My dad took the baby home to clean him up for us as well as provided a walnut Shaker box to bury him in. My mom crocheted a liner for the box and a matching blanket for the baby. I woke up at around 3:00 in the afternoon and started to collect things to add to the box. Mark and I talked about names for the baby. We thought perhaps the gender-neutral, Noa, based on a stillbirth dream I had had many years before in which we named the baby Noah. While Mark dug a hole by one of our cedar trees, I got a 2009 penny to put in the box, a purple goddess of Willendorf bead from Zander’s blessingway, one of my scrabble tile catch-your-own-baby birth power pendants, a rock and a shell from Pismo Beach, a picture of the boys, one of my womb labyrinth postcards, a hat I had crocheted, and my last “women healing the earth” postcard. Mark cut a sprig of our lavender to add.
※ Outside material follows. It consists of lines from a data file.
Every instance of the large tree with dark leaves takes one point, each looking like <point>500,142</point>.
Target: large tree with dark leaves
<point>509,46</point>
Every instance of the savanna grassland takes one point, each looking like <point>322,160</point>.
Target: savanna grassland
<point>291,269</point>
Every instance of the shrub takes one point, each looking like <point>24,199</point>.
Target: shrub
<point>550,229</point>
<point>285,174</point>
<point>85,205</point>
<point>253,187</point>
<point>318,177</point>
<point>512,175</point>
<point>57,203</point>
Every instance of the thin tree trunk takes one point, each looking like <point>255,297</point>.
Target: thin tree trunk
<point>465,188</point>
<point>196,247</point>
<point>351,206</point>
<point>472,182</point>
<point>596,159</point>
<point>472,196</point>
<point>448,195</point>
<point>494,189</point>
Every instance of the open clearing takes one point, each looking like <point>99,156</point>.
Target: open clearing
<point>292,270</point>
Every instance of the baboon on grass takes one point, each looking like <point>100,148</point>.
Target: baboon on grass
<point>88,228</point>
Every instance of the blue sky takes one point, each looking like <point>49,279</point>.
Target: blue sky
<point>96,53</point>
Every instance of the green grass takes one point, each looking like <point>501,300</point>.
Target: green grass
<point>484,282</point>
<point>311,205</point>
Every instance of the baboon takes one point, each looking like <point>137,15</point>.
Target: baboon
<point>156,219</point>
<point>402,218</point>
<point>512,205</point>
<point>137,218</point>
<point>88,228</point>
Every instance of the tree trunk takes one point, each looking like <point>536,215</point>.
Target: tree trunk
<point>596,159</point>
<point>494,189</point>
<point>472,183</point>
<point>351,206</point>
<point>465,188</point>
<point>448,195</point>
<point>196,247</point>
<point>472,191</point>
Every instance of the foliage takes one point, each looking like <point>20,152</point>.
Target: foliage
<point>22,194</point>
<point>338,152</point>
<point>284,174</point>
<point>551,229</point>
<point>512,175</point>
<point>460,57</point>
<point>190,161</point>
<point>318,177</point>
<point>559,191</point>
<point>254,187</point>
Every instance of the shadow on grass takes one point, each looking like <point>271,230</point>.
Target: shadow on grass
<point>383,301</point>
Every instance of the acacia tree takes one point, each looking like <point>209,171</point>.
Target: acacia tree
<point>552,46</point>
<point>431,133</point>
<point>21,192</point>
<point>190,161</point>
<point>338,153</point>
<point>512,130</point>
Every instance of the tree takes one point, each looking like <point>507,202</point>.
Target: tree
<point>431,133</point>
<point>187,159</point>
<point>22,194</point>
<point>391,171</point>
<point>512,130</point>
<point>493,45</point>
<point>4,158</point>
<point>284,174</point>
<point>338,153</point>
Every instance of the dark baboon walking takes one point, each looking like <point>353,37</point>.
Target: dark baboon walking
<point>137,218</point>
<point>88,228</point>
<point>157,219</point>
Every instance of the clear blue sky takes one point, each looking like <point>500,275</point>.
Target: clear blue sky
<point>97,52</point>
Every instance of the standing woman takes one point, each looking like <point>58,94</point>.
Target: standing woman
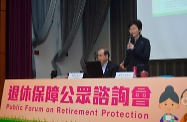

My parents came back at sunset with the boys. My dad asked if we wanted to know the baby’s gender and of course we did. He told us it was male. My mom added and elephant bead to the box and my dad had made a bead out of a log from their house. He split the bead in half so the two halves fit together—half to stay with me and half to go in the baby’s box.
I had chosen three readings from Singing the Living Tradition. I read the naming reading and since we now knew he was a boy, we announced the baby’s name was Noah after my previous dream. I read the other readings and the kids wanted to see the baby, so we all looked at him—he was much smaller than when he was first born (my dad measured him at 3.5 inches). Then, we put his box into the hole and each added a handful of dirt and said, “bye bye, baby” and cried and cried some more. (I have written more about the ceremony in these posts.)
I did not feel as if I had “lost” my baby, I felt like he died and I let him go.
“There is no footprint so small that it does not leave an imprint on the world,” or on his mother’s heart.